The town of Ollantaytambo is listed as a living Culture and a Living Inca City since its inhabitants live according to uses and customs inherited from their ancestors and their houses are built on Inca bases or cementations.

Upon entering Ollantaytambo one is amazed to see narrow streets of stone, which have original water channels from the Inca era in which large amount of water flows. It is transported through underground channels from the high snowy mountains. For this reason, it is believed that the town was part of a center for worshipping water.

Water was a very important deity in the Inca era. It represented life and without it nothing could exist. For this reason, in every ceremonial place and wherever people lived there had to be water.

Ollantaytambo is one of the few places where you see so much water all year round. Although in the Inca era the most important economic activity was agriculture. As a result, work was done to clean the channels that transported water, their sacred deity for them which represented and created life. When the Spaniards arrived, the most important activity for the whole society was no longer agriculture, but mining. The Spanish were more concerned with extracting gold and silver and they changed rural social organization. They quit doing the cleaning tasks of channels and the Inca flow of water was lost. For this reason, when you visit this town you are so amazed by the intact constructions of the canals as well as of the people who up to the present time maintains many traditions of the Inca era. An example is the town of Willoc, a rural community that is part of Ollantaytambo and where only the Quechua language is spoken. Its red and black garments are similar to Huayruro, a red and black seed brought from the jungle used as an amulet for luck and to ward off bad spirits.

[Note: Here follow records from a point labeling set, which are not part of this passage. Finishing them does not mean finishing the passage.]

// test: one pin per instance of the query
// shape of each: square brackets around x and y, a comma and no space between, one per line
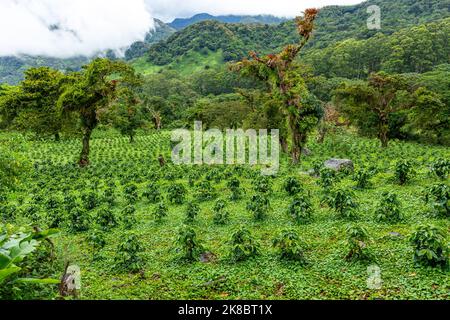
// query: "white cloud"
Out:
[167,10]
[83,27]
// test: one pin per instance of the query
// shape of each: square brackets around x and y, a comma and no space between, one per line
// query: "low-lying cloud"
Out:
[67,28]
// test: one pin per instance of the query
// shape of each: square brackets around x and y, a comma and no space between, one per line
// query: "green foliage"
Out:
[292,186]
[289,246]
[404,171]
[259,205]
[221,214]
[389,208]
[128,255]
[342,202]
[438,196]
[176,193]
[152,193]
[189,244]
[160,211]
[106,219]
[301,209]
[192,211]
[441,168]
[430,246]
[234,186]
[14,248]
[362,177]
[243,245]
[357,238]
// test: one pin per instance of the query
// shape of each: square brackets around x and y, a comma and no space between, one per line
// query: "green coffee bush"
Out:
[431,247]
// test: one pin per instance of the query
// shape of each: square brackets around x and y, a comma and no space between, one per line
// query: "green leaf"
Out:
[38,281]
[5,273]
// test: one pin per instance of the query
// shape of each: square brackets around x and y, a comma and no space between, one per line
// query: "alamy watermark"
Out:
[231,147]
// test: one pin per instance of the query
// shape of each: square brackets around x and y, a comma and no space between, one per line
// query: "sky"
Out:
[67,28]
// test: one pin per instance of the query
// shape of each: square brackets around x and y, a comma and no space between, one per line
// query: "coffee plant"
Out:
[289,246]
[128,255]
[188,243]
[357,239]
[342,202]
[243,245]
[431,247]
[301,209]
[259,205]
[404,171]
[389,208]
[292,186]
[438,196]
[441,168]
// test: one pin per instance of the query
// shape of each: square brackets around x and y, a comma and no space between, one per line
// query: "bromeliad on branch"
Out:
[301,109]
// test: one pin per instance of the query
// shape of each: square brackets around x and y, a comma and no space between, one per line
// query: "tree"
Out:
[286,84]
[372,105]
[93,89]
[39,94]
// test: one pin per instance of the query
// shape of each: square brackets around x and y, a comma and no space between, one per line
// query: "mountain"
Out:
[334,24]
[13,67]
[180,24]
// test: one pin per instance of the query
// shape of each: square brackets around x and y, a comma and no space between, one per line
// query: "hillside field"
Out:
[54,186]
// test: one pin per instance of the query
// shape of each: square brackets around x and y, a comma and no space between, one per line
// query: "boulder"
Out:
[340,165]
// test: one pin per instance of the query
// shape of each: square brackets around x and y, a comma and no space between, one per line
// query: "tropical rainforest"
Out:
[87,182]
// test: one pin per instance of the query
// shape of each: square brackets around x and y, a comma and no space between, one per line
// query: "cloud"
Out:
[66,28]
[167,10]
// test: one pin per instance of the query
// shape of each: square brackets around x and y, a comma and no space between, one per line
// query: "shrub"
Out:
[438,196]
[131,193]
[289,246]
[176,193]
[160,211]
[259,205]
[430,246]
[362,178]
[403,171]
[78,220]
[221,215]
[341,201]
[388,209]
[234,185]
[292,186]
[152,193]
[97,241]
[192,211]
[327,178]
[128,257]
[357,238]
[441,168]
[204,191]
[188,243]
[106,219]
[262,184]
[129,216]
[301,209]
[243,245]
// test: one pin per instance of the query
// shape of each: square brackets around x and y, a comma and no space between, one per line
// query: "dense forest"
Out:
[363,116]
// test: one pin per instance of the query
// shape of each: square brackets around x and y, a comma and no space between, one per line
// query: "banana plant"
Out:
[15,248]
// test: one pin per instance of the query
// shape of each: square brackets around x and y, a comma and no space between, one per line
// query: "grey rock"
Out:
[339,164]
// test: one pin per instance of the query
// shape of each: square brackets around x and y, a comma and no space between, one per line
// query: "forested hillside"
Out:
[335,23]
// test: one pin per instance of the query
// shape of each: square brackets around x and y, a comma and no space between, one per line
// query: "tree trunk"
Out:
[84,157]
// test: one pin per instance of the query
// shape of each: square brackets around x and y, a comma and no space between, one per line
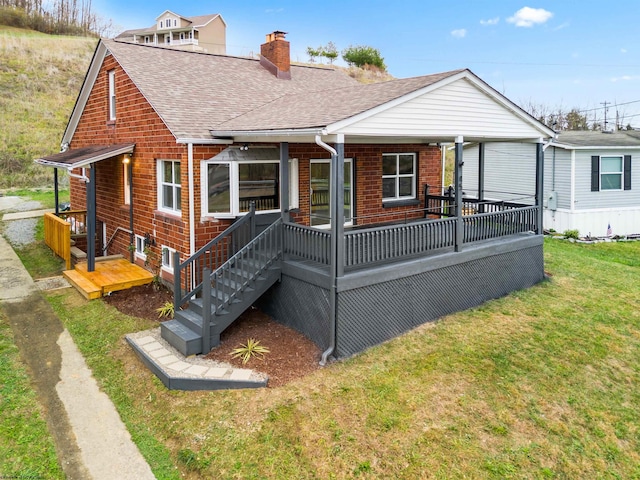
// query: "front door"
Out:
[320,192]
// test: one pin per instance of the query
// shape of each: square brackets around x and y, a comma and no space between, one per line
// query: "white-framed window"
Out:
[140,247]
[611,172]
[126,183]
[167,258]
[112,94]
[232,185]
[169,189]
[398,176]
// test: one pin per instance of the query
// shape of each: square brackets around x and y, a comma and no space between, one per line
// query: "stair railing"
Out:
[188,275]
[239,272]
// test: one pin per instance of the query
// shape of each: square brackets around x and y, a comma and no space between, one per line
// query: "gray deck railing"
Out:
[380,244]
[484,226]
[188,275]
[307,243]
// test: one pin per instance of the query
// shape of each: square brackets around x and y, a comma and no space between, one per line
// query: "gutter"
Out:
[333,288]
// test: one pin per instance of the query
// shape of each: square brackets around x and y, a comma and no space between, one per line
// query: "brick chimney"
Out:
[275,55]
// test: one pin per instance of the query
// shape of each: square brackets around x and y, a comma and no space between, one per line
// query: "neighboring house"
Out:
[351,242]
[591,181]
[204,33]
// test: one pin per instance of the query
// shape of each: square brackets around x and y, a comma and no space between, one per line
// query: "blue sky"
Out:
[560,54]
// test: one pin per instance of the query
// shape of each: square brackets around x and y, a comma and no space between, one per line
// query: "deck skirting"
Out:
[378,304]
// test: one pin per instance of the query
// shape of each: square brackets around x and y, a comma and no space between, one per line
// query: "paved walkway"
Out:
[91,440]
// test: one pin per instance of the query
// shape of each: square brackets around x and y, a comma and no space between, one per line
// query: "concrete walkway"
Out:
[91,440]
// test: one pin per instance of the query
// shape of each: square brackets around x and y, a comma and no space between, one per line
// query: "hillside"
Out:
[40,76]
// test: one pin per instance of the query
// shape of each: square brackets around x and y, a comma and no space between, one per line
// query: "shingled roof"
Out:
[216,92]
[212,89]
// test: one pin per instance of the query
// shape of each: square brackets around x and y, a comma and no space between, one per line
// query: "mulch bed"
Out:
[291,355]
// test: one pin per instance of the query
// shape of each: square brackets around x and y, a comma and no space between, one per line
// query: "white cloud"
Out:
[528,17]
[491,21]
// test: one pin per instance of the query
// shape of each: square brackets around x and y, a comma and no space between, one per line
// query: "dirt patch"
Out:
[291,354]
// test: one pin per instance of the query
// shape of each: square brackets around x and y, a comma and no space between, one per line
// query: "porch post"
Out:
[481,178]
[132,239]
[539,185]
[91,219]
[458,193]
[284,180]
[55,190]
[337,216]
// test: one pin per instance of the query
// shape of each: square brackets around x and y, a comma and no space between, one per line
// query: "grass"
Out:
[26,448]
[540,384]
[37,258]
[40,77]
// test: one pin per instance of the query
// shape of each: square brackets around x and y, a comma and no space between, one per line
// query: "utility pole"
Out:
[605,114]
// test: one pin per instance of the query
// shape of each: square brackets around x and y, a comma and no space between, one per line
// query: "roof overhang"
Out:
[81,157]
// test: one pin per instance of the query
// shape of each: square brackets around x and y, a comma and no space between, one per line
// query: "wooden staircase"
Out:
[224,294]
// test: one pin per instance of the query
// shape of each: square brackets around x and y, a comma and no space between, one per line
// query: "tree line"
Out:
[58,17]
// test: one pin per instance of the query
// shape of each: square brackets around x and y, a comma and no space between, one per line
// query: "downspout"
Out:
[332,295]
[192,213]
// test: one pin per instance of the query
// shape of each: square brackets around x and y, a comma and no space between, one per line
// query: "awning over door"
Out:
[81,157]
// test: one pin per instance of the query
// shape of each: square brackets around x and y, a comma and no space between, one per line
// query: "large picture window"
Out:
[169,189]
[398,176]
[611,173]
[231,186]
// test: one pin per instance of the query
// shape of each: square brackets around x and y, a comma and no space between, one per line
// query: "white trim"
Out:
[170,266]
[351,190]
[160,182]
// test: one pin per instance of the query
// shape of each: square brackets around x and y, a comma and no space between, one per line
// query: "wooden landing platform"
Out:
[109,276]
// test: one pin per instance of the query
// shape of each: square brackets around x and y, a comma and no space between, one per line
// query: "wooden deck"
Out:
[109,276]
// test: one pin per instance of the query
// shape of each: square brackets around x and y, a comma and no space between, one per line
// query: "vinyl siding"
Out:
[459,108]
[510,171]
[586,199]
[562,184]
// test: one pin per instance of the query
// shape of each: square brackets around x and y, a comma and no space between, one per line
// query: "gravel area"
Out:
[19,232]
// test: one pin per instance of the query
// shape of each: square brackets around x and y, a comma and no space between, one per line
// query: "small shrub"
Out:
[251,349]
[575,234]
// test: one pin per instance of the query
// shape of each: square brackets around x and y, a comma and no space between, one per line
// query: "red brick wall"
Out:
[138,123]
[368,186]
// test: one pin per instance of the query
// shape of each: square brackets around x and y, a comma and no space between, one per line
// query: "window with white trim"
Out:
[232,185]
[140,247]
[167,258]
[112,94]
[169,189]
[611,173]
[398,176]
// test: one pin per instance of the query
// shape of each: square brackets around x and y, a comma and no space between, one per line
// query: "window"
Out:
[112,94]
[169,189]
[126,184]
[232,185]
[140,247]
[167,258]
[398,176]
[610,172]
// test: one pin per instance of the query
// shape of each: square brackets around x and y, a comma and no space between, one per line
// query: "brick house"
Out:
[298,189]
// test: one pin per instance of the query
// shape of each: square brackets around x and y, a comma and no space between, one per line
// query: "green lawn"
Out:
[26,448]
[540,384]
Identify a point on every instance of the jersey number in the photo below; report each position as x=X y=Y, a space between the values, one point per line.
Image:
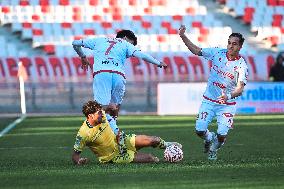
x=111 y=44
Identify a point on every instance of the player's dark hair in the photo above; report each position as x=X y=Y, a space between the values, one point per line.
x=240 y=36
x=280 y=58
x=127 y=33
x=91 y=107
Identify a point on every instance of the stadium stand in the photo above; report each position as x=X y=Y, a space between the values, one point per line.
x=265 y=18
x=39 y=33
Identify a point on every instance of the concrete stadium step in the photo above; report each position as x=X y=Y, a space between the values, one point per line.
x=23 y=47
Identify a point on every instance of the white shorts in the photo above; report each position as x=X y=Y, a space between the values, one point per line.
x=209 y=110
x=108 y=88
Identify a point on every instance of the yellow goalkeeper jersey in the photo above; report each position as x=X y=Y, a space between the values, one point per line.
x=100 y=139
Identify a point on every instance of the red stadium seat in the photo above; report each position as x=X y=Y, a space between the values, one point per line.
x=66 y=25
x=132 y=2
x=196 y=24
x=94 y=2
x=272 y=2
x=89 y=32
x=146 y=25
x=37 y=32
x=35 y=17
x=24 y=2
x=49 y=49
x=44 y=2
x=64 y=2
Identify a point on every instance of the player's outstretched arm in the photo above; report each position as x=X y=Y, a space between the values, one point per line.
x=149 y=58
x=77 y=160
x=192 y=47
x=77 y=44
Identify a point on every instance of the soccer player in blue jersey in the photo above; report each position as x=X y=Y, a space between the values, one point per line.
x=108 y=69
x=96 y=134
x=227 y=79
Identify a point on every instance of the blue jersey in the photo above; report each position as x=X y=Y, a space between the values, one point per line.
x=109 y=53
x=224 y=73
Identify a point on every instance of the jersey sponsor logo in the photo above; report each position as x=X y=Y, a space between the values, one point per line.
x=220 y=85
x=77 y=142
x=222 y=73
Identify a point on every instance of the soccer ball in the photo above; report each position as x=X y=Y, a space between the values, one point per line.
x=173 y=154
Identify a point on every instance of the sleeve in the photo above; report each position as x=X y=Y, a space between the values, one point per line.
x=80 y=143
x=209 y=53
x=146 y=57
x=131 y=49
x=243 y=72
x=89 y=43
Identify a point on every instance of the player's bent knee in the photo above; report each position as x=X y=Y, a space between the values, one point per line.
x=201 y=126
x=221 y=138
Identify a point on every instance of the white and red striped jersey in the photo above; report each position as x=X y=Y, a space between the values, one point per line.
x=224 y=74
x=109 y=53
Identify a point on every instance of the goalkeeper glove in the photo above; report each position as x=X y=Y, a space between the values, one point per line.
x=121 y=142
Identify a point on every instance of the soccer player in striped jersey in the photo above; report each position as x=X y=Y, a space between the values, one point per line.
x=227 y=79
x=97 y=134
x=109 y=70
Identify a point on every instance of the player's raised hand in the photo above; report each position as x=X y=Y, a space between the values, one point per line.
x=163 y=65
x=83 y=161
x=181 y=30
x=85 y=63
x=223 y=98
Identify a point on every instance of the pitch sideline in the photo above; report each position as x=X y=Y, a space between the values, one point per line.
x=12 y=125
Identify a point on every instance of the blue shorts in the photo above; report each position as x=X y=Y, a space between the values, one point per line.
x=209 y=110
x=108 y=88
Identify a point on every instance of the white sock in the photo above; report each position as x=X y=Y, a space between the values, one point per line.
x=112 y=123
x=208 y=135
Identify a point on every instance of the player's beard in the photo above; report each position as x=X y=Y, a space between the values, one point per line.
x=100 y=118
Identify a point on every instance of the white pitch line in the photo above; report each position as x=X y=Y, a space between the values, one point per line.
x=12 y=125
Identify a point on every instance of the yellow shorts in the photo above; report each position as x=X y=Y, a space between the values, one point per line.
x=131 y=150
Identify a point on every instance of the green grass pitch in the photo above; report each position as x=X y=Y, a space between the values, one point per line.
x=37 y=154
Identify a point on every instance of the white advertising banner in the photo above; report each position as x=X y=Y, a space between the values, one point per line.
x=185 y=98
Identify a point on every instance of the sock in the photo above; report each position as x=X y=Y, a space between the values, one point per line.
x=112 y=123
x=162 y=144
x=208 y=135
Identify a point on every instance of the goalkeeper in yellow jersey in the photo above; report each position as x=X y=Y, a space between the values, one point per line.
x=97 y=134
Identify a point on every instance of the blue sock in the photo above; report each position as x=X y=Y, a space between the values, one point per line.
x=112 y=123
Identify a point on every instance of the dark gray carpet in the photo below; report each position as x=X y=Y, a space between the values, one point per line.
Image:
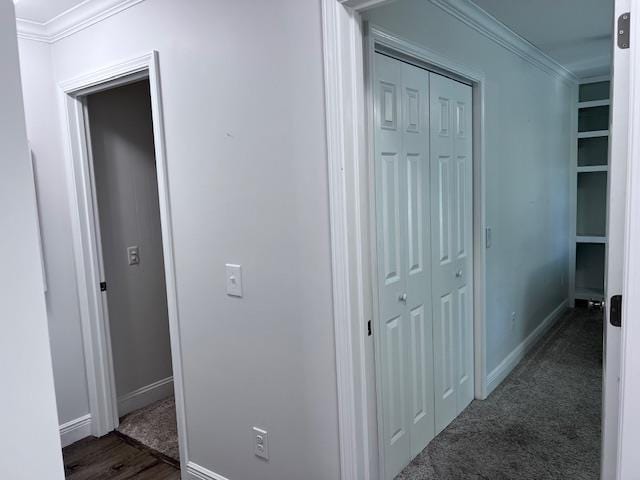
x=154 y=426
x=541 y=423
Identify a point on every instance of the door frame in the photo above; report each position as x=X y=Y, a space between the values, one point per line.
x=628 y=462
x=403 y=50
x=87 y=246
x=348 y=137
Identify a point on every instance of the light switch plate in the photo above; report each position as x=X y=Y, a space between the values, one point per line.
x=234 y=279
x=133 y=254
x=260 y=443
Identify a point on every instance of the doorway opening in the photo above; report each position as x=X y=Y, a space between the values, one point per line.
x=423 y=166
x=120 y=129
x=124 y=265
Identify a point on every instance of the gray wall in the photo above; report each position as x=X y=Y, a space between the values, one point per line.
x=248 y=184
x=30 y=445
x=528 y=132
x=127 y=191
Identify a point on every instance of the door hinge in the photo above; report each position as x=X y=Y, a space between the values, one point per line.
x=615 y=312
x=623 y=34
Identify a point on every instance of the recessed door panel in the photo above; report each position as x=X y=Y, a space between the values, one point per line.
x=390 y=205
x=395 y=370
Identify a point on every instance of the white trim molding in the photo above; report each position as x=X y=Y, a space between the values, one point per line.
x=77 y=18
x=510 y=362
x=74 y=430
x=145 y=395
x=487 y=25
x=86 y=239
x=196 y=472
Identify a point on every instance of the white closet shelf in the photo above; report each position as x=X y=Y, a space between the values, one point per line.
x=590 y=239
x=594 y=103
x=593 y=168
x=593 y=134
x=583 y=293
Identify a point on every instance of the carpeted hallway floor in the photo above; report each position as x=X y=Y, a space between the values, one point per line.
x=541 y=423
x=155 y=427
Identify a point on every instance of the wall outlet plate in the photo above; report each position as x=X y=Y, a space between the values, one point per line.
x=260 y=443
x=234 y=279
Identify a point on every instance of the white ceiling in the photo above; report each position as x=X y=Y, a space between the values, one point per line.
x=575 y=33
x=41 y=11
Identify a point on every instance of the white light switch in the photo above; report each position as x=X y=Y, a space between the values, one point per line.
x=133 y=253
x=234 y=279
x=260 y=444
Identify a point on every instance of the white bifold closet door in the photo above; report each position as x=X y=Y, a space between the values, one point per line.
x=421 y=213
x=405 y=361
x=452 y=246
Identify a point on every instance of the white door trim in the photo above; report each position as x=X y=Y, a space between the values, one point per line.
x=349 y=184
x=87 y=245
x=629 y=414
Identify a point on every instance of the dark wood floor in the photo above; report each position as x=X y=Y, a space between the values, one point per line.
x=115 y=457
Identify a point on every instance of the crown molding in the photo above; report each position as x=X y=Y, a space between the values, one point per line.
x=73 y=20
x=487 y=25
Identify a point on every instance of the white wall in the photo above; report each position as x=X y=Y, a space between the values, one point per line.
x=243 y=101
x=44 y=134
x=28 y=400
x=527 y=125
x=127 y=191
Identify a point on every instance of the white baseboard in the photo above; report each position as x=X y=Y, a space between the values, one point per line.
x=75 y=430
x=144 y=396
x=498 y=374
x=196 y=472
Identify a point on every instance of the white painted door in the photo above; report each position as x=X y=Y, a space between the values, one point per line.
x=404 y=355
x=452 y=248
x=617 y=189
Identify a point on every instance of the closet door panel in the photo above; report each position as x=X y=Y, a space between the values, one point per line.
x=393 y=323
x=451 y=223
x=415 y=88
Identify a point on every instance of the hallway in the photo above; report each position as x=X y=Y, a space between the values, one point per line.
x=542 y=422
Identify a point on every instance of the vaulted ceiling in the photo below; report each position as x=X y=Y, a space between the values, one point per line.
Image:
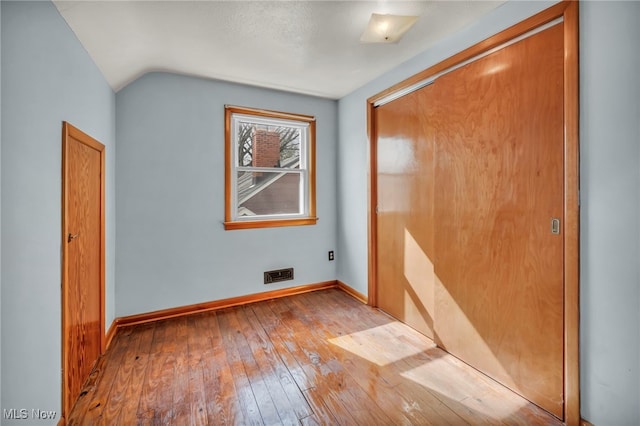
x=310 y=47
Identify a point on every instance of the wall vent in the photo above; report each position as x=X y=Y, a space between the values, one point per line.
x=278 y=275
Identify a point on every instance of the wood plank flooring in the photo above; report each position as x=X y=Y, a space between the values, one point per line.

Ollantaytambo is the only Inca city that is still occupied by local families.

A Family from Ollantaytambo (Photo: Wayra)
A Family from Ollantaytambo (Photo: Wayra)

But what was Ollantaytambo? According to archaeological and ethnohistorical work, Ollantaytambo constituted a strategic military, agricultural and religious center for administering and controlling the Sacred Valley of the Incas. This is said due to the presence of constructions that are presumed to be for agricultural deposits and others of walls and turrets of control and surveillance for military use probably to protect the Inca from the jungle ethnic groups.

The Inca remains in Ollantaytambo are vestiges of the town that Pachacutec the ninth Inca ordered built after subduing its inhabitants and conquering these lands. When the Spaniards arrived Ollantaytambo was still in construction and for this reason it is an unfinished place. At the top, where the ceremonial sector is located, there are large stones that are well carved and polished. This material was to be used to build the more important temple dedicated to the sun. With the arrival of the Spaniards, work stopped. Even though it is unfinished, you can appreciate the imposing agricultural infrastructure works composed of hundreds of platforms and channels to secure the farmland. You also see checkpoints and surveillance in the tops of the hills, domestic and ceremonial buildings, astronomical observatories, and more.

How great it would have been to see this place completely finished, because with what we see now we are surprised, I cannot imagine what it would be like to see the complete work. You can visit Ollantaytambo and be part of this living culture.